Monate nach den Ereignissen von Köln in der vergangenen Silvesternacht hatte eben jener Dieter Salomon offen ausgesprochen, dass es in den Diskotheken Freiburgs immer wieder auch zu solchen sexuellen Übergriffen gekommen sei. Freiburg ist eine rot-grüne Hochburg, Studentenstadt, aufgeschlossen und linksliberal. Aber auf Nachfrage der „Badischen Zeitung“ kam heraus, dass viele Türsteher keine Flüchtlinge oder andere Ausländer mehr hineinlassen mit der Begründung, dass sexuelle Belästigungen von Frauen, Diebstähle und Gewalt zugenommen hätten.

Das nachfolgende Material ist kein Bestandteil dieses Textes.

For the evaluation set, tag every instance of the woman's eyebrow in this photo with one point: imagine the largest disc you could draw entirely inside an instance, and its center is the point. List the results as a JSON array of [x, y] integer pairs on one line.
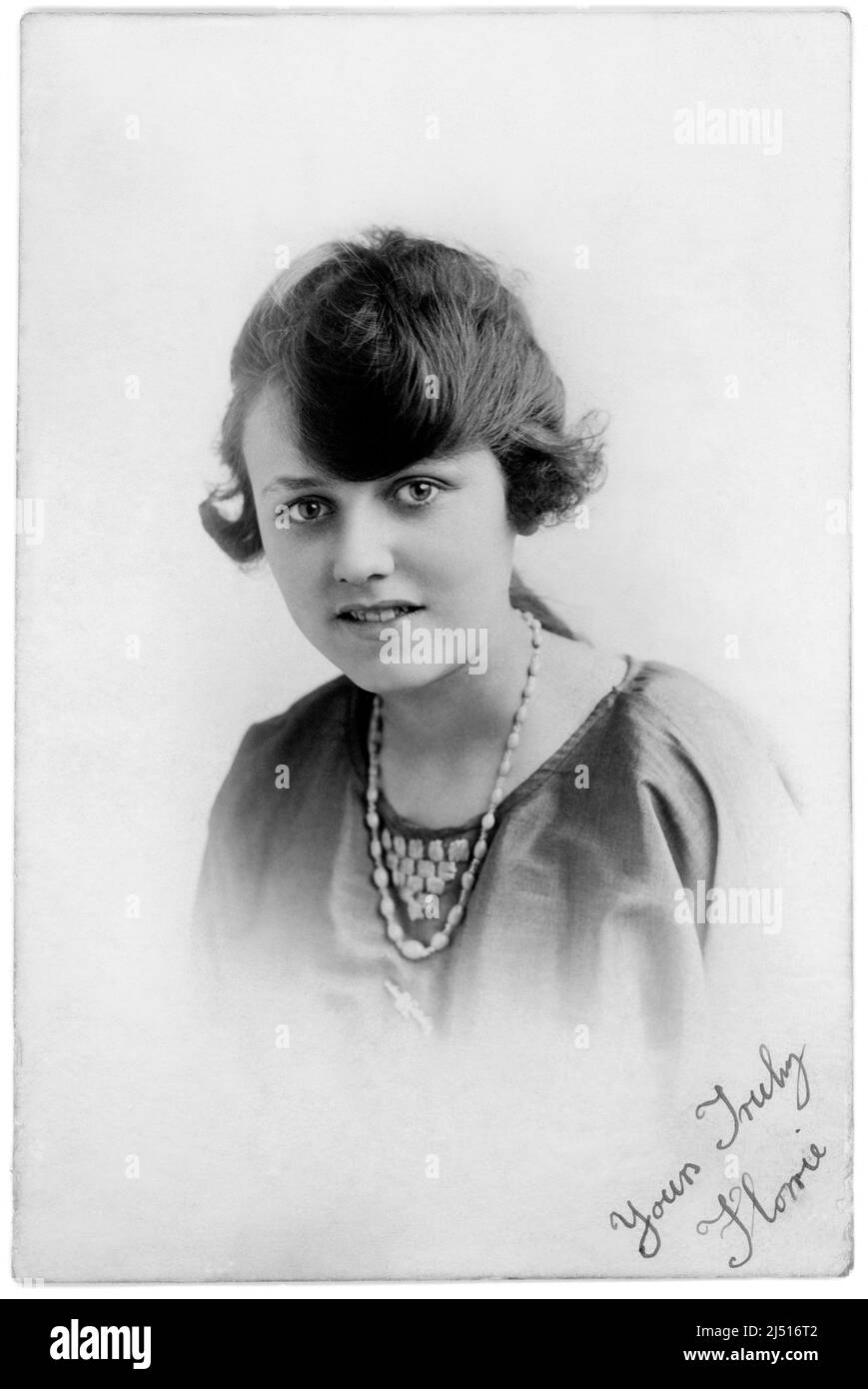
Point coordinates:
[[277, 484]]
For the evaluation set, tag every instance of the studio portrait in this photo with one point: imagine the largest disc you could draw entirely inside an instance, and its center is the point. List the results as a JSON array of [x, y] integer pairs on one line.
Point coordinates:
[[434, 584]]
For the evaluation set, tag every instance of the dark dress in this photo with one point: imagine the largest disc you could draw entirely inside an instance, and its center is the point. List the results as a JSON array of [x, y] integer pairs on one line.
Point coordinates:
[[579, 914]]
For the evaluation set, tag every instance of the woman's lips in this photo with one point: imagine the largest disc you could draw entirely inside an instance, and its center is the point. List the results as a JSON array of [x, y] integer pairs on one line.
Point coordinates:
[[378, 617]]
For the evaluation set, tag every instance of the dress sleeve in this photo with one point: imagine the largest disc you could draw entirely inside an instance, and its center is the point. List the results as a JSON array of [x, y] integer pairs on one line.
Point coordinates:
[[735, 833]]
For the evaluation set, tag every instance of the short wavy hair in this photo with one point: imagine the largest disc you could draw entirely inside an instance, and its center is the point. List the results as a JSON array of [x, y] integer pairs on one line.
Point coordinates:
[[392, 349]]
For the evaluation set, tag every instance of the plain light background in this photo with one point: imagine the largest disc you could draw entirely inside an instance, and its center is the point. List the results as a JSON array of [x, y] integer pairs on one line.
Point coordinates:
[[142, 257]]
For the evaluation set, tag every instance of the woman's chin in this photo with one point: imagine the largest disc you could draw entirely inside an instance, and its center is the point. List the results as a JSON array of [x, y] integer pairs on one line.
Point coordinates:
[[378, 679]]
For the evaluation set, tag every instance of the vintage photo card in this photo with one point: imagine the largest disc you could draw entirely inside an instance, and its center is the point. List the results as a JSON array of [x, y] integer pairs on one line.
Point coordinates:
[[434, 647]]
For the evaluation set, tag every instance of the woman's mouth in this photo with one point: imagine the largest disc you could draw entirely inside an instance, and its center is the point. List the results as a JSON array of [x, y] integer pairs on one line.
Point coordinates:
[[380, 616]]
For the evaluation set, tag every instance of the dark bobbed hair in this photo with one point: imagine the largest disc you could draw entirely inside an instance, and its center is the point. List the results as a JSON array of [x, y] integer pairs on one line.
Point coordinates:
[[391, 349]]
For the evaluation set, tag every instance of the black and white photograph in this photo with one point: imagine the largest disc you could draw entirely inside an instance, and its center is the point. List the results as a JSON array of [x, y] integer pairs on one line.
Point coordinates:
[[434, 810]]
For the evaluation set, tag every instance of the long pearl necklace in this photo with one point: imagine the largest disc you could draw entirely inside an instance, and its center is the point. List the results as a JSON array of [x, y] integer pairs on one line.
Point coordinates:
[[406, 944]]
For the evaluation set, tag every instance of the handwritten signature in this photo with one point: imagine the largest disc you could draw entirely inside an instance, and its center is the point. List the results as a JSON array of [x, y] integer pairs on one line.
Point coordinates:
[[775, 1079]]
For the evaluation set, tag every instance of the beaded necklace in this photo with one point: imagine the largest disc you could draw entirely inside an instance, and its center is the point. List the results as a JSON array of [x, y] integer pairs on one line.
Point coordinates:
[[443, 864]]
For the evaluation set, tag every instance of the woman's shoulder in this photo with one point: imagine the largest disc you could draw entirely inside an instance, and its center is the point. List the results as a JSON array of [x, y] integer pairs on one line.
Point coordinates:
[[313, 729], [672, 725], [321, 711]]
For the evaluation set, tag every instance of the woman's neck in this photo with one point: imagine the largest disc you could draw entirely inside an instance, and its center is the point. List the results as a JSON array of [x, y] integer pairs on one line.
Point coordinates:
[[459, 711]]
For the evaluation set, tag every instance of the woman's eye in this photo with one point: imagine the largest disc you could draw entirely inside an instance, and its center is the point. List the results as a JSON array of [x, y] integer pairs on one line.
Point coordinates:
[[306, 509], [417, 492]]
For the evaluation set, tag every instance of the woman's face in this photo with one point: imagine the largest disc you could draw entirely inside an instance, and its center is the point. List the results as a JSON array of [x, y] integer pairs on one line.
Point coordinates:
[[424, 549]]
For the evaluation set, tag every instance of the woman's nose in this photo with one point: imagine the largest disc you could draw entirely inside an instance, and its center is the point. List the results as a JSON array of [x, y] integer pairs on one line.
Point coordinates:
[[363, 549]]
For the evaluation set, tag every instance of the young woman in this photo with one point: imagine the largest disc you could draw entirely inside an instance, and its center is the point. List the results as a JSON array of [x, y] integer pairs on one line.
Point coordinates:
[[484, 822]]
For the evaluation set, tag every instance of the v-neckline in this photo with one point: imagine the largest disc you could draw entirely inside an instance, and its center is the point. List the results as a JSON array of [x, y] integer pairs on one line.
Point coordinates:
[[358, 733]]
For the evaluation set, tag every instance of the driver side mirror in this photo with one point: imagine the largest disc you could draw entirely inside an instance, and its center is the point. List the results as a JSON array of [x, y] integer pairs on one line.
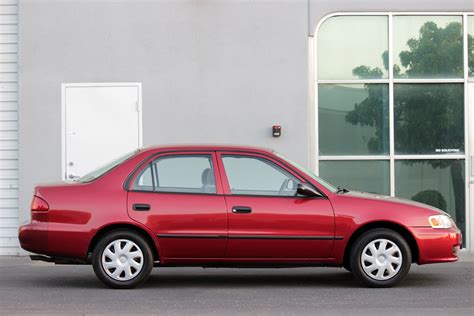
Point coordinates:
[[307, 190]]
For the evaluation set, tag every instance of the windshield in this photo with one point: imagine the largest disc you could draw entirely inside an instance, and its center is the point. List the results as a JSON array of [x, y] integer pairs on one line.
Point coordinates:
[[91, 176], [321, 181]]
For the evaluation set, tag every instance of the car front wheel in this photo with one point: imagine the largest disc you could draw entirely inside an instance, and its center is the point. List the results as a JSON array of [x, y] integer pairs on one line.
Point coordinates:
[[122, 259], [380, 258]]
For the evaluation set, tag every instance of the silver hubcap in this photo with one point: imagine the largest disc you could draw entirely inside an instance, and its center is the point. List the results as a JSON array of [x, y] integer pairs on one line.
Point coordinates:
[[381, 259], [122, 260]]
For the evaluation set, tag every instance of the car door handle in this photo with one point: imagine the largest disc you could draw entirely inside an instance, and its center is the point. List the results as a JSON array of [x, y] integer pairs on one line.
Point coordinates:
[[141, 207], [241, 209]]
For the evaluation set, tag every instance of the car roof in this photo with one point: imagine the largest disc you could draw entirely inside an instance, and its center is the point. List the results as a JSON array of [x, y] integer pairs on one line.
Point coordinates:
[[204, 147]]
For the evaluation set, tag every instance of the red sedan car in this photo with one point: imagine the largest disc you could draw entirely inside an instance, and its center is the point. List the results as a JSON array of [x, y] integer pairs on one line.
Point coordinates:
[[229, 206]]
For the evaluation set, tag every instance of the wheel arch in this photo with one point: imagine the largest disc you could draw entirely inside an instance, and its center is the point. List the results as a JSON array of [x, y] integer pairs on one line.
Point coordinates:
[[402, 230], [124, 226]]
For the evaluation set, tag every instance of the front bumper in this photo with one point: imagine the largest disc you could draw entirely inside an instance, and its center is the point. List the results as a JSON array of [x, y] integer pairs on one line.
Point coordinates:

Salomon nannte in einem Zeitungsinterview junge männliche Ausländer als Täter und forderte ein hartes Durchgreifen der Polizei. Diese wiederum antwortete, sie habe gar keine Kenntnis darüber, es seien keine Anzeigen eingegangen. Nun allerdings, einige Tage vor der Tat im Oktober, soll bereits eine andere junge Frau unweit des Tatorts von mehreren Flüchtlingen sexuell belästigt worden sein.
Am Sonntagnachmittag liegen an der Dreisam auf Höhe des Schwarzwaldstadions, auch noch sieben Wochen nach der Tat, an drei verschiedenen Stellen nahe dem Tatort Blumen, Kerzen, Herzchen und Teddybärchen. An einen Baum geklemmt sind ein rotes Herz aus Pappe und ein Zettel mit Botschaften an die getötete Medizinstudentin. In der Thomas-Morus-Burse, ihrem Studenten-Wohnheim, will am Tag nach der Festnahme niemand mit den Medien sprechen.
Am Sonntagabend kommt es zu einer Kundgebung gegen die Flüchtlingspolitik der Kanzlerin. Es sind nicht die Studenten, die hier demonstrieren, sondern wenige Anhänger der AfD. 15 überwiegend ältere Männer sind dem Aufruf gefolgt, sie halten Kerzen und Grablichter in der Hand, einer ein Deutschlandfähnchen. Ihnen gegenüber stehen 300 Gegendemonstranten und brüllen die Redner nieder. „Nazis vertreiben“, rufen sie.
Das Mädchen, das nicht mehr lebt, hatte sich selbst für Flüchtlinge eingesetzt. Die Eltern riefen in ihrer Traueranzeige für die Tochter dazu auf, auf Blumen zu verzichten und stattdessen für einen Verein zu spenden – der sich in der Flüchtlingshilfe engagiert.